Even as the prices of abortion dropped across the United States because of the efforts of advocates, demand for financial support continued from abortion seekers. Private efforts could not meet the needs of abortion seekers. “We shall be operating with less than one-half as much money and may expect four times as many requests,” projected administrators of the Presbyterian-run abortion loan program at the end of 1971. The story was no different in the Midwest and the Northeast where clergy reported that one third to one half of their clients were experiencing financial hardship or were indigent.
“It was hard not to become aware as the years passed,” recalled Arlene Carmen, who oversaw much of the national operations for the Clergy Consultations Service on Abortion in the 1960s and 1970s, that, “we were seeing thousands of women all with the same problem, all going through the same struggle, all having some difficulty, or most of them… many of them having difficulty raising the money.”

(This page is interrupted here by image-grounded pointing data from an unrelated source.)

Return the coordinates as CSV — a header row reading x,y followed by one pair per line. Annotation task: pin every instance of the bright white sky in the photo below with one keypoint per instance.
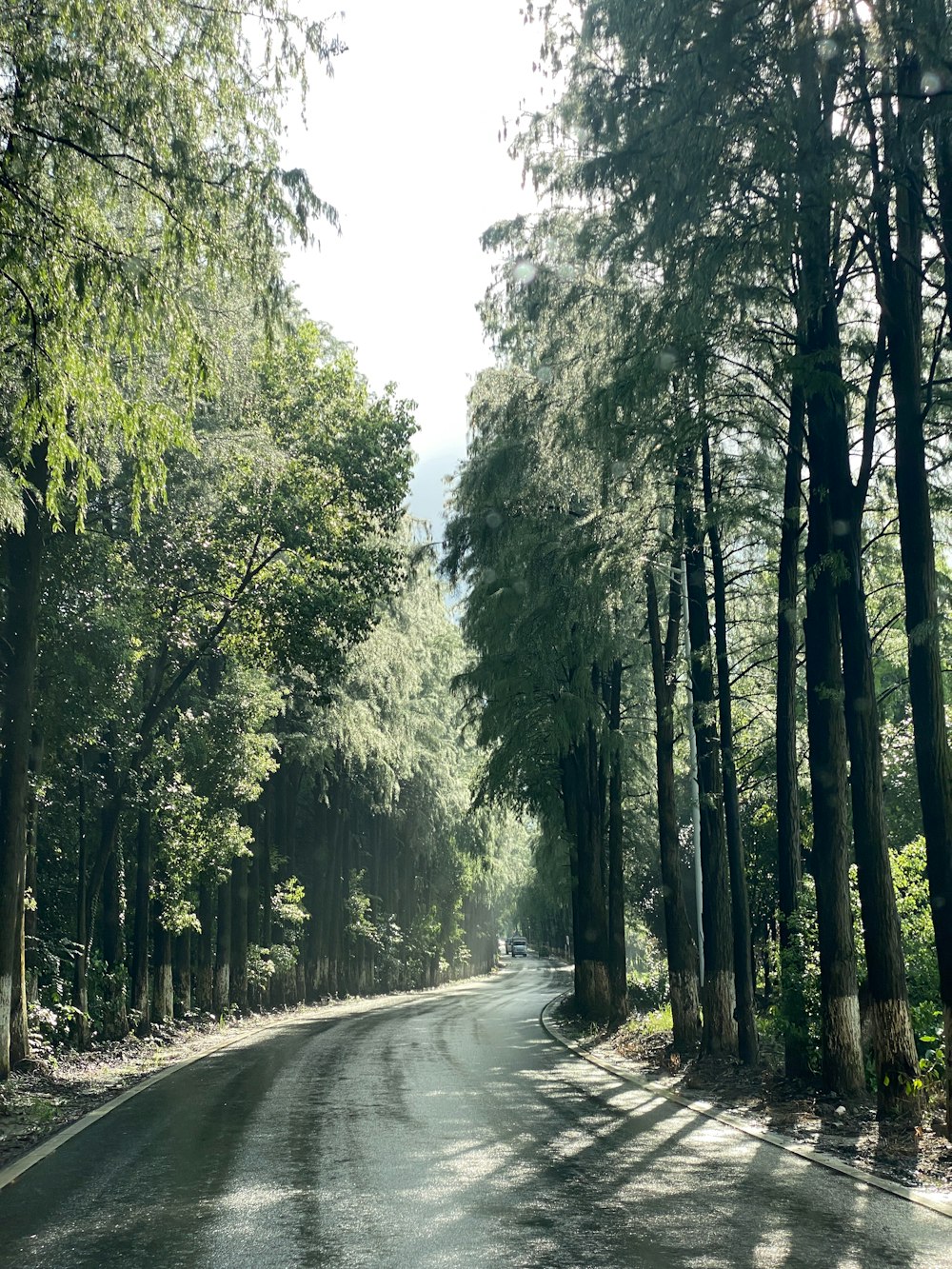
x,y
403,140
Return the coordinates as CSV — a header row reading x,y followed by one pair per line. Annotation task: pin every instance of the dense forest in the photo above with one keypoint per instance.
x,y
718,437
230,766
695,697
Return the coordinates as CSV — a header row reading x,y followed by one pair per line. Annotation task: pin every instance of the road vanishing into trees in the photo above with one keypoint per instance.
x,y
441,1130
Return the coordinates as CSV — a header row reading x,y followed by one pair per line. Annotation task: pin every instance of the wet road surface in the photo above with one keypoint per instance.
x,y
442,1131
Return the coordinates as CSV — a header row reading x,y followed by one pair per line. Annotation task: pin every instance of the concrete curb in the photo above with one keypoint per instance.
x,y
931,1200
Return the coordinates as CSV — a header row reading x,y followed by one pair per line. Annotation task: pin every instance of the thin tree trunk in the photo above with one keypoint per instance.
x,y
818,368
25,578
141,921
79,1028
741,905
163,989
205,960
840,1004
790,867
223,951
902,279
720,1035
616,867
681,947
238,982
182,974
114,1017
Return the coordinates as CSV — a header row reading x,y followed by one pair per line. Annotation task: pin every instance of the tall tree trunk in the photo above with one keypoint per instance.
x,y
741,905
681,947
114,1017
840,1004
223,949
902,269
141,921
790,868
205,959
25,579
720,1033
163,987
79,1028
26,983
238,983
616,864
818,370
182,972
585,820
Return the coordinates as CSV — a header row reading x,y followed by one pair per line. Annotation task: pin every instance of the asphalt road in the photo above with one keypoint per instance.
x,y
447,1130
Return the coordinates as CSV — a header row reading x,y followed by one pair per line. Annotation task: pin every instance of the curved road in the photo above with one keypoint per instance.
x,y
442,1130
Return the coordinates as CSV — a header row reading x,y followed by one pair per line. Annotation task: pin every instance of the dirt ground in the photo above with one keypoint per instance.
x,y
46,1096
898,1151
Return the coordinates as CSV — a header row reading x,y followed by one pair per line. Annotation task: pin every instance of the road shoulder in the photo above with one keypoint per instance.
x,y
935,1200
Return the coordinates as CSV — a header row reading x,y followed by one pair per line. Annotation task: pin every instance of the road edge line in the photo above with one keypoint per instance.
x,y
942,1207
13,1172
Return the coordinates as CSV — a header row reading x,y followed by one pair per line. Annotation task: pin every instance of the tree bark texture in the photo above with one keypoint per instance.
x,y
680,941
720,1033
25,578
741,905
790,867
840,1006
902,311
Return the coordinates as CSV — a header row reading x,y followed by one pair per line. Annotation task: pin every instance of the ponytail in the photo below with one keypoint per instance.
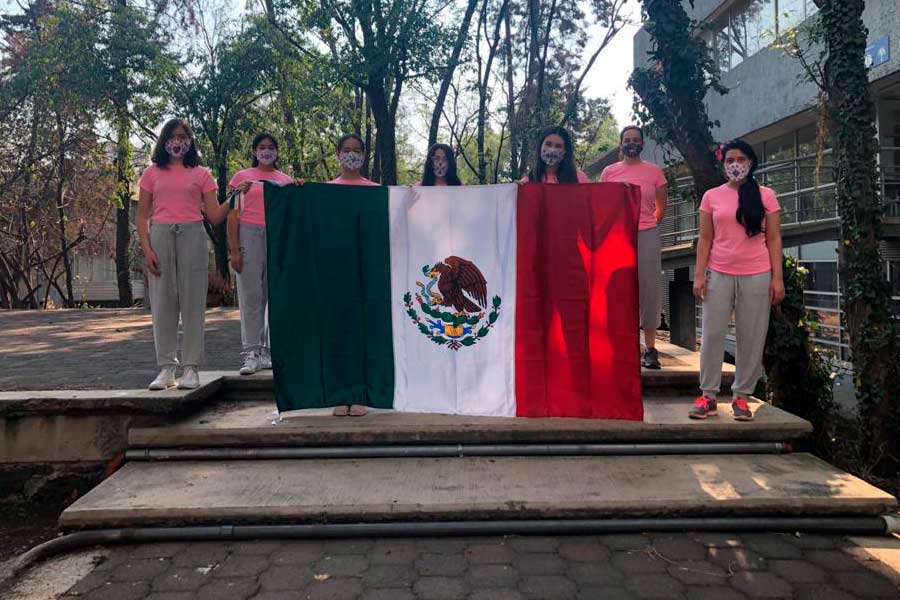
x,y
750,212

Nearly six decades after religious pioneers in the abortion rights movement marshaled funds to help abortion seekers, religious groups continue to fund abortions and still struggle to do so. The Red Tent Fund, The Jubilee Fund in Ohio, the Faith Roots Abortion Fund in New Mexico and The Fountain Street Church Choice Fund in Michigan are among the organizations carrying on this work. Part of a constellation of private abortion funds, they are struggling to do so as donations diminish and anti-abortion forces are further cutting public funds. The Supreme Court has enabled states to block Medicaid payments to Planned Parenthood, which has long been one of the largest abortion providers in the United States. State governments in places like Texas, meanwhile, are prohibiting municipal governments from administering their own abortion funds. These endeavors to make abortion criminal and costly are meant to overwhelm one’s pocketbook and one’s spirit.
Across the decades, women have been punished financially with unwanted pregnancies and with the costs of managing them. The community efforts by religious advocates to remediate these punishing costs, worthwhile and noble, have been and continue to be essential acts of triage. At a moment when a right to abortion is precarious at best, and economic pathways to financial support are increasingly tenuous, it is hard enough for community organizations to do more than maintain an impoverished status quo. And those efforts are already monumental. It is all the more essential then, to hang on to the fundamentally moral vision of a world in which universal reproductive healthcare is guaranteed to all.
Gillian Frank is an Assistant Professor in the History of the Modern United States at Trinity College Dublin. His book, A Sacred Choice: Liberal Religion and the Struggle for Abortion Before Roe v Wade, is forthcoming with University of North Carolina Press.